In the short term, Pinterest seems to be better for marketing to women, since they account for about 70 percent of the site’s users. However, we suspect that gender on the site could balance out somewhat over time as more people are drawn by the fact that Pinterest’s growing so quickly.
But here’s another reason why creating content for Pinterest might be good for marketing targets other than women only: content created for for Pinterest also works well on Facebook, where there’s a more even balance of genders.
Facebook data continues to demonstrate that images get more clickthroughs, likes and comments than any other type of content that goes up on the site. So those images created for posting on Pinterest would do well on Facebook too.
That said, here’s some more advice about creating visual marketing materials for social media, based on the recent bounty of articles and posts on the topics.
1. Show, don’t tell. This may be obvious, but images speak louder than words on the pinboard site, although infographics that include imagery fare better than plain text.
2. Pin photos and illustrations depicting your brand, products, customers or employees. This is easier to accomplish if your business is consumer facing than business-to-business, but the latter isn’t impossible to present on Pinterest.
3. Add captions to your pins to make them Twitter friendly — click the box labeled “post to Twitter” for that.
4. Uploading images that you’ve saved to your own machine gives you more control over a message than simply copying web addresses for pinning to the site.
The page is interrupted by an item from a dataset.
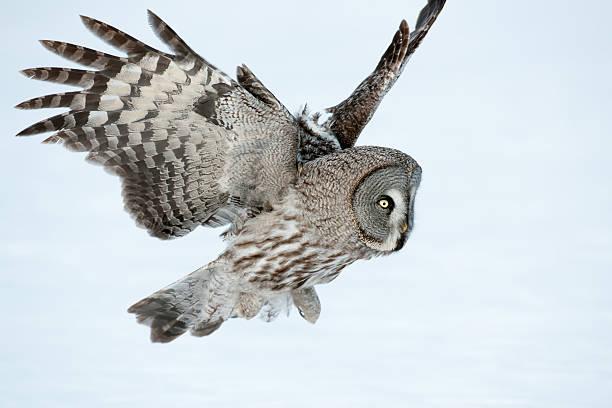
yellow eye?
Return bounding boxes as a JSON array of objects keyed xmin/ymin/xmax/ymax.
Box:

5. Attribute all of your source material either within each graphic or in the caption. Not only does this keep you in line with copyright laws, but showing integrity can only boost people’s trust in your brand.
6. After you’ve uploaded an image, click on “edit” above the image and you can add a URL leading to your brand’s website or page on another social media network.
7. Test whether including contact information at the bottom of your images helps you get sales from things you pin. If you put such data in the captions, then you might want to reconsider whether to uncheck the box labeled “post to Twitter,” simply because of space limitations for Tweets.
Now, it’s your turn: What other tactics have you had success with in posting branded content to Pinterest?